Spencer Asah was the son of a Kiowa medicine man and as such he was well versed in tribal ceremonies and traditions. Asah was custodian of important tribal ceremonial items, including a Kiowa calendar. He was also an accomplished dancer and depicts that in many of his works.
Kiowa society differed greatly from the American dream pursued by most Oklahoma settlers in the early years of statehood. It is important to note that at this time, the main task of Indian Services was to teach Native Americans how to live in white society, to be farmers and ranchers, working a prescribed plot of land and paying taxes, not traveling hunters ranging over the Plains. This put artwork honoring Kiowa tradition and culture directly at odds with the Agency’s mission. Despite government edict, Mrs. Susie Peters, field matron of the Indian Service Agency in Anadarko, Oklahoma, took an interest in Asah’s artistic ability and encouraged him to continue painting Native art. She recognized his potential and arranged for his admission to St. Patrick’s Mission School.
St. Patrick’s was run by a Benedictine monk named Isidore Ricklin. Born in Alsace, France, Ricklin was described as an adventurous man who enjoyed life and valued art. Whether it was the influence of his native land or the sway of his faith, he respected the Kiowa culture and encouraged his students to preserve their heritage through painting. At St. Patrick’s, Asah was given the opportunity to pursue his passion for art.
Later, as one of the Kiowa Six, he studied with Oscar Jacobson at the University of Oklahoma. See page 130. Asah’s work was exhibited with the other Kiowa artists in exhibits at the University of Oklahoma and at the American Federation of Arts convention. In 1928, his work received international acclaim when exhibited in an art festival in Prague, Czechoslovakia. The following year, he painted murals in the Memorial Chapel at St. Patrick’s Mission in Anadarko.

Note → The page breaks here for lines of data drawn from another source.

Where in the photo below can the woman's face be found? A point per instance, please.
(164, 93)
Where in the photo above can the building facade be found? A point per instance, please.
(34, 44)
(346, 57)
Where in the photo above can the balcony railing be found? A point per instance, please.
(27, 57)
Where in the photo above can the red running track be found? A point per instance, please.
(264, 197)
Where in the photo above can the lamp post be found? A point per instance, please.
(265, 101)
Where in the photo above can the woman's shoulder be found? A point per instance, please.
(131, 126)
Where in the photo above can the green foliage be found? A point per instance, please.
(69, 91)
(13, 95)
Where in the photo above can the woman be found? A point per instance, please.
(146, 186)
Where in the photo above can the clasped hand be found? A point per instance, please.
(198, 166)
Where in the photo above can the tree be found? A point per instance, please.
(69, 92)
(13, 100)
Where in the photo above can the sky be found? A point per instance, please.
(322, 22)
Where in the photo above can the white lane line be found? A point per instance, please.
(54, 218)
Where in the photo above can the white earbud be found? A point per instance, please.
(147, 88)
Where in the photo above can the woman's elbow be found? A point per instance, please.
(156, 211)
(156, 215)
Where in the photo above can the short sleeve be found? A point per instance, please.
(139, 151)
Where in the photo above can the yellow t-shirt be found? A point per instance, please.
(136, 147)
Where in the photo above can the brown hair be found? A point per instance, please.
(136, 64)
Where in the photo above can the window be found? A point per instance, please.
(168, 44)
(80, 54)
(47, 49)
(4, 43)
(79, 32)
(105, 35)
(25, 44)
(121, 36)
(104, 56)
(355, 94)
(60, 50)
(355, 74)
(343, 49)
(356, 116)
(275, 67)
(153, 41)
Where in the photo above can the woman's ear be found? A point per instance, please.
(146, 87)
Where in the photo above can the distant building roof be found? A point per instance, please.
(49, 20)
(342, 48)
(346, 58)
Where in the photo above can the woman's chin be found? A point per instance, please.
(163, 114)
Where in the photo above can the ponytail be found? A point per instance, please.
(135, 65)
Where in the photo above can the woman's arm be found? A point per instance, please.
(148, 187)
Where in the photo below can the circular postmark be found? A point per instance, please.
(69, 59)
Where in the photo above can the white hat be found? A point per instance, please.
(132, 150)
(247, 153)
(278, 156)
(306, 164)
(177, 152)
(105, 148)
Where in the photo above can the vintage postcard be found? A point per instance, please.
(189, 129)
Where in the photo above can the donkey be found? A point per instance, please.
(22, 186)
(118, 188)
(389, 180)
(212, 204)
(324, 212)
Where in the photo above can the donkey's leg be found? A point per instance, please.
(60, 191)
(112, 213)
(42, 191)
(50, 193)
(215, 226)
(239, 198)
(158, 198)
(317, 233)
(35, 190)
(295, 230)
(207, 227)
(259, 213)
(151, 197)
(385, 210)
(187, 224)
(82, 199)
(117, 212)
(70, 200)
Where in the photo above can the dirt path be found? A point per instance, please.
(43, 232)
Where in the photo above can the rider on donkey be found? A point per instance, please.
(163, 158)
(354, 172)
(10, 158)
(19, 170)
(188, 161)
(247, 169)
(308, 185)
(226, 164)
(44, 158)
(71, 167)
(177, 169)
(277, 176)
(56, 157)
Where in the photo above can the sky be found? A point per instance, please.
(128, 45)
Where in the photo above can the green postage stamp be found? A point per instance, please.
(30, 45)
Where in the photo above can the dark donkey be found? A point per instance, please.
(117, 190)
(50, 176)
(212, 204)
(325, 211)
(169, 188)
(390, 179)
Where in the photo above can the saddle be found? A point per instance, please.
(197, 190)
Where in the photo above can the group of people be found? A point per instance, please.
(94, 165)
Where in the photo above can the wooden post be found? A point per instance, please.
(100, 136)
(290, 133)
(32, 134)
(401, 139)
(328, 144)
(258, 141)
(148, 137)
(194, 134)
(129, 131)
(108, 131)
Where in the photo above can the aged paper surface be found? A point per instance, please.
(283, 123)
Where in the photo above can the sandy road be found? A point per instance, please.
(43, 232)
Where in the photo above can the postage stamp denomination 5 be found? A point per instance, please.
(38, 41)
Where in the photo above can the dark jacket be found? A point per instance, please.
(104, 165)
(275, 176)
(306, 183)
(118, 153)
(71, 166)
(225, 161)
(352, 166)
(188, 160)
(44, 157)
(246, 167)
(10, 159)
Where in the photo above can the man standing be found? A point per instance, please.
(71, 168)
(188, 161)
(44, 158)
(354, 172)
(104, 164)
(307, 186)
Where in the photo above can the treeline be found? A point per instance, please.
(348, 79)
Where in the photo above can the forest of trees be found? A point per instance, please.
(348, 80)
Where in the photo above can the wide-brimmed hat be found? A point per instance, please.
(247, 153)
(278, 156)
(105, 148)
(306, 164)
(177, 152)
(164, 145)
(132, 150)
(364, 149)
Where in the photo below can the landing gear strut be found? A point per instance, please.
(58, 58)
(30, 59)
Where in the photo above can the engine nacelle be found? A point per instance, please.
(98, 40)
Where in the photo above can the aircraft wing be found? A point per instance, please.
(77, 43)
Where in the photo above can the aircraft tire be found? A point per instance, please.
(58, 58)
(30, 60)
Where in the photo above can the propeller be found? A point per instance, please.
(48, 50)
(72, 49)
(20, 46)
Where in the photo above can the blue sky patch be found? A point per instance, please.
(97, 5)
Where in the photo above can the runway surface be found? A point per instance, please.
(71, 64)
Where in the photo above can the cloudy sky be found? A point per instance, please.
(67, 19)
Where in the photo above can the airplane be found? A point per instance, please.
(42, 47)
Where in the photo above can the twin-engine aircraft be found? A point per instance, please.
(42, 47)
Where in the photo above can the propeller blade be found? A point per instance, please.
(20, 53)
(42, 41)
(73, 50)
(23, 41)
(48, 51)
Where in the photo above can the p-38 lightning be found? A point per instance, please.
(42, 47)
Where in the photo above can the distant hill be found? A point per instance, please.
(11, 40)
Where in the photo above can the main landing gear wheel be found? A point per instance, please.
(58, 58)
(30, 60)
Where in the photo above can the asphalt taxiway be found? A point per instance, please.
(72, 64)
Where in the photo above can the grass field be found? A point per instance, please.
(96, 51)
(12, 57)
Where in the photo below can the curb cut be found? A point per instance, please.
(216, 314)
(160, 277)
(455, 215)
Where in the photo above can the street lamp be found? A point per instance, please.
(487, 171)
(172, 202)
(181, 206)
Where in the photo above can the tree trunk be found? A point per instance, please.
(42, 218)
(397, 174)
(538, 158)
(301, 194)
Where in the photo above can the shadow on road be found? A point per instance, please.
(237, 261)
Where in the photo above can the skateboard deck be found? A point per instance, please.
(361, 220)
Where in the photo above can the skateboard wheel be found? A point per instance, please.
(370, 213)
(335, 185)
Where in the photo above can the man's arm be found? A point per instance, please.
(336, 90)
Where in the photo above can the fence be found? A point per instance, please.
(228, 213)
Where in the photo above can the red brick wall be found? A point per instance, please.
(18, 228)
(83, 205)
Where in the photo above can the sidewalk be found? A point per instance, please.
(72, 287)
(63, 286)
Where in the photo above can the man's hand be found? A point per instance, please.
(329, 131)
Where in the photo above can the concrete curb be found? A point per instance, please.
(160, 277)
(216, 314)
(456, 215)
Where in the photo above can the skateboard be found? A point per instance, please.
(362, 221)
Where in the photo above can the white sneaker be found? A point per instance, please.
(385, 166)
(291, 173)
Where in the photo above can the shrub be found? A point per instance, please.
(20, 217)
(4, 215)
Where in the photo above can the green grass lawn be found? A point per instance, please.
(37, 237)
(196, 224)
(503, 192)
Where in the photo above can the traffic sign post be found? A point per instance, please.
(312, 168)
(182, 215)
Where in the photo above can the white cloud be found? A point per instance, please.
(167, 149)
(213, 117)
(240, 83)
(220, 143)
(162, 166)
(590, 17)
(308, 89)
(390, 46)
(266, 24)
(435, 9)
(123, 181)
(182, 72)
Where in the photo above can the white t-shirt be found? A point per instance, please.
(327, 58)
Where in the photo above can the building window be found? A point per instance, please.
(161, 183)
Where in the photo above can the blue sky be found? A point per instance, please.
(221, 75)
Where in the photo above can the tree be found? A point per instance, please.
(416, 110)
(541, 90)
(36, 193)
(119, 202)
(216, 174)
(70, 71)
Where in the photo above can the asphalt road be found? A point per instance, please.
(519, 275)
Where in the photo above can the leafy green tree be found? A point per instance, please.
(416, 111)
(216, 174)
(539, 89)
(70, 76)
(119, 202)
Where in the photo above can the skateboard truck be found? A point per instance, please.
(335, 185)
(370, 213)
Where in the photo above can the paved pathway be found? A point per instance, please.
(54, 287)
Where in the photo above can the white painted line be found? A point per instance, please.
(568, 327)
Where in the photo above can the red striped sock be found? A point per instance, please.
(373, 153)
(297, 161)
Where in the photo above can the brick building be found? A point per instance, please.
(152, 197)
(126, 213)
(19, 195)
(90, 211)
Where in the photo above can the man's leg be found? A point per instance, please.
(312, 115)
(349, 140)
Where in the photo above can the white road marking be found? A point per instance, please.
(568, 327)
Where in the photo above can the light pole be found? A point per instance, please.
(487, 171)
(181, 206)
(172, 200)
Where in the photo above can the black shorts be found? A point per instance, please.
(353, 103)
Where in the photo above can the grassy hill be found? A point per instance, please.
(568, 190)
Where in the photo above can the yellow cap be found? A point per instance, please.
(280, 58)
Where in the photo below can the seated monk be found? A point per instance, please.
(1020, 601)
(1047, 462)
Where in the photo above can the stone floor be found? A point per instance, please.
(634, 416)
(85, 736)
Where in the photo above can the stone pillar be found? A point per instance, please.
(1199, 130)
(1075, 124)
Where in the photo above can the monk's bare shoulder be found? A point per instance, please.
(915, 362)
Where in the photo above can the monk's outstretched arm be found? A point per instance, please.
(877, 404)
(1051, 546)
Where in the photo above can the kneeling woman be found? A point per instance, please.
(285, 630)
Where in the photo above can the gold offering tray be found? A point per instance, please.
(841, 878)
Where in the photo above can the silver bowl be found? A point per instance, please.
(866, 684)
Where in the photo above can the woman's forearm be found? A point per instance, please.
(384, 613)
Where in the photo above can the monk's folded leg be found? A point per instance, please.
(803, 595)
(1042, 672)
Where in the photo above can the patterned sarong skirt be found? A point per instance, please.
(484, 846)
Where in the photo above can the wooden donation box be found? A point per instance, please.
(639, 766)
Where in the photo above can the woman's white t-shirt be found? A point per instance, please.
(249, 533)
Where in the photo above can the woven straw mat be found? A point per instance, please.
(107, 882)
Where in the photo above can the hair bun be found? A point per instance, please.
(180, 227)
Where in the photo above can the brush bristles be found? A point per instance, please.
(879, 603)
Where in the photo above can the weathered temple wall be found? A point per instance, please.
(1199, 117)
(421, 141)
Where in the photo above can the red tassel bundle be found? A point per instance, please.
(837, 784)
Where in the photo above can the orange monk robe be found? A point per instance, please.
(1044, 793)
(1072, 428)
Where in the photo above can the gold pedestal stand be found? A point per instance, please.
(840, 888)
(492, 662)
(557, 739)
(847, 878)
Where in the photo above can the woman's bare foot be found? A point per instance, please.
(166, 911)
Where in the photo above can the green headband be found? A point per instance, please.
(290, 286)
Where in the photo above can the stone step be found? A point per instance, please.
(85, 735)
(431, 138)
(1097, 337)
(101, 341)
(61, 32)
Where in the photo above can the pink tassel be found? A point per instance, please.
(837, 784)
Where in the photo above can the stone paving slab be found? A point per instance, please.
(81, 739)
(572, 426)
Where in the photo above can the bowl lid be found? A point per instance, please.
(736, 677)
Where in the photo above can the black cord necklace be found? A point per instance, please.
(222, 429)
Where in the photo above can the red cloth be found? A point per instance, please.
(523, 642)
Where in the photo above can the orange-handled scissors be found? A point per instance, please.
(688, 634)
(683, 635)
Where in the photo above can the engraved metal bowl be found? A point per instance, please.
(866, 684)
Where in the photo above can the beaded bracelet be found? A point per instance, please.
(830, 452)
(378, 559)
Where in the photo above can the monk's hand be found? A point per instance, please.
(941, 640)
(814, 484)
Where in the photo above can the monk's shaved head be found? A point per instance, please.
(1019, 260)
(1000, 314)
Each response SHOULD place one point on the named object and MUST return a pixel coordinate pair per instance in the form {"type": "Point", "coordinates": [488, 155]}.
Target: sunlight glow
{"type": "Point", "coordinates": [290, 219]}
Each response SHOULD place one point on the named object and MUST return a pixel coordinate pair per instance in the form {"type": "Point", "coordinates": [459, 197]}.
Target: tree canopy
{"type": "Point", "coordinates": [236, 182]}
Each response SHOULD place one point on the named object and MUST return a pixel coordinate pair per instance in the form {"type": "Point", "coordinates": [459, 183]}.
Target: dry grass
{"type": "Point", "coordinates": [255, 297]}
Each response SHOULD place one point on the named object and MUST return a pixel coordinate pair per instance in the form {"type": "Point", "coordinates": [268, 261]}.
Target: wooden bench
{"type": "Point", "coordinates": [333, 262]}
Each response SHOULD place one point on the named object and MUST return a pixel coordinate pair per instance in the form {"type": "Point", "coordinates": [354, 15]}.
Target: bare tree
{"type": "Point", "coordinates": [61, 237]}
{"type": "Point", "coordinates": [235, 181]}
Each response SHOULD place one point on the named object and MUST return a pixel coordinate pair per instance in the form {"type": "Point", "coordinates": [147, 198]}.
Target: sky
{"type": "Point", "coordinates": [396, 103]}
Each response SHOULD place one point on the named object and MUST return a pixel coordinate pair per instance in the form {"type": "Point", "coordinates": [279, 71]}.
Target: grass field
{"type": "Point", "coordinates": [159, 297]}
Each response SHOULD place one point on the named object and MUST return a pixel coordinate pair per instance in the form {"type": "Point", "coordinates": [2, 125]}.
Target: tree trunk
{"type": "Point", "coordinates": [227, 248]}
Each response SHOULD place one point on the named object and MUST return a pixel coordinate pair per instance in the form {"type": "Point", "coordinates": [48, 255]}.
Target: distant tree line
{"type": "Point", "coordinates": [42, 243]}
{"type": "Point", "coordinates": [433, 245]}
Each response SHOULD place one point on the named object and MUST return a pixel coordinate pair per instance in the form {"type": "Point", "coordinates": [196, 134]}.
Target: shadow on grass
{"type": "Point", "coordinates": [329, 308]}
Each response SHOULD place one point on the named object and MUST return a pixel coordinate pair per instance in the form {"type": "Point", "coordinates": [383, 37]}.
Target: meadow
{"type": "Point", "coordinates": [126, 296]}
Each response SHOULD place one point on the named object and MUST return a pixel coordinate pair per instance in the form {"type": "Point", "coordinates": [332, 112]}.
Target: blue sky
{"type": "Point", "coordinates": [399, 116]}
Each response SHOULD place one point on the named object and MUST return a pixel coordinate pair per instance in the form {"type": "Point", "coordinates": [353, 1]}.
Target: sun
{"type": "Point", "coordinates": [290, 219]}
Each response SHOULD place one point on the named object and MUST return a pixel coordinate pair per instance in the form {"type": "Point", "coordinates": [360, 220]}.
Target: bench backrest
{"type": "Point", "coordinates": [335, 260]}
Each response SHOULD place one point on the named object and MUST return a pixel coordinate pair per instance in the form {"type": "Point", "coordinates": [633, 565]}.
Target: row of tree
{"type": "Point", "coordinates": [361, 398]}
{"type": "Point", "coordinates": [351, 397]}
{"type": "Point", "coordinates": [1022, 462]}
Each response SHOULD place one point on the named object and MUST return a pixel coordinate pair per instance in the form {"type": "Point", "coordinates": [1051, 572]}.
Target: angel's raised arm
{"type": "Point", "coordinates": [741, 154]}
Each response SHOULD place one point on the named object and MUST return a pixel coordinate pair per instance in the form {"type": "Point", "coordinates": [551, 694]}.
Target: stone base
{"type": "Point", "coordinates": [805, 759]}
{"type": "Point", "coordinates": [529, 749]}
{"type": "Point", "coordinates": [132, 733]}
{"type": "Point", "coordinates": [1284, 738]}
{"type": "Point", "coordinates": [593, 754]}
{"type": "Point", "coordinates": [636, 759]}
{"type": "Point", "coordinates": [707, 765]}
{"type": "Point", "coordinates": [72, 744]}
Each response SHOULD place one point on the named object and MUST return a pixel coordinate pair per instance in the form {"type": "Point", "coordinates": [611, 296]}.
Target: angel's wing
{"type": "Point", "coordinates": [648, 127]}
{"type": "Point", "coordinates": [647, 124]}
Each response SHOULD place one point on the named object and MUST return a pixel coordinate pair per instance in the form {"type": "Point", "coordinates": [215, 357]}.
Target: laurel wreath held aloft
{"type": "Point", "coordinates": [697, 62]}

Asah’s line drawings and paintings were meticulous in their replication of feathers and beadwork depicted in regalia. The buffalo was considered earth’s greatest gift to the Kiowa, providing food, shelter, clothing and weapons. Wearing the animal’s horns, as illustrated in Buffalo Priest, was an honor reserved for the respected medicine men of the tribe.
In 1937, after Monroe Tsatoke died, Asah completed the murals on the third floor of the Oklahoma Historical Society, now the Oklahoma Judicial Center. See page 153. In June 2011, Asah’s daughter, Ida Lura Asah Jones came to the Judicial Center to observe conservation work being done on the murals. She said the images were not like the subjects her father usually painted. “He didn’t paint Eastern figures.” Jones remembered watching her father paint murals of deer and buffalo for the gym at Fort Sill and later she helped him finish a mural in the student center of Hardin College in Wichita Falls, Texas.
Asah’s work is also included in the collections of the Museum of the American Indian in New York, as well as the Gilcrease Museum and Philbrook Museum in Tulsa, Oklahoma.
Source: The Oklahoman, April 23, 1939; April 30, 1939; December 19, 1940; Encyclopedia of Oklahoma History and Culture; Jacobson House online resources jacobsonhouse.com; Jacobson, Oscar: Kiowa Indian Art, Nice, France: 1929; personal interview Ida Luria Asah Jones (daughter), June 2011.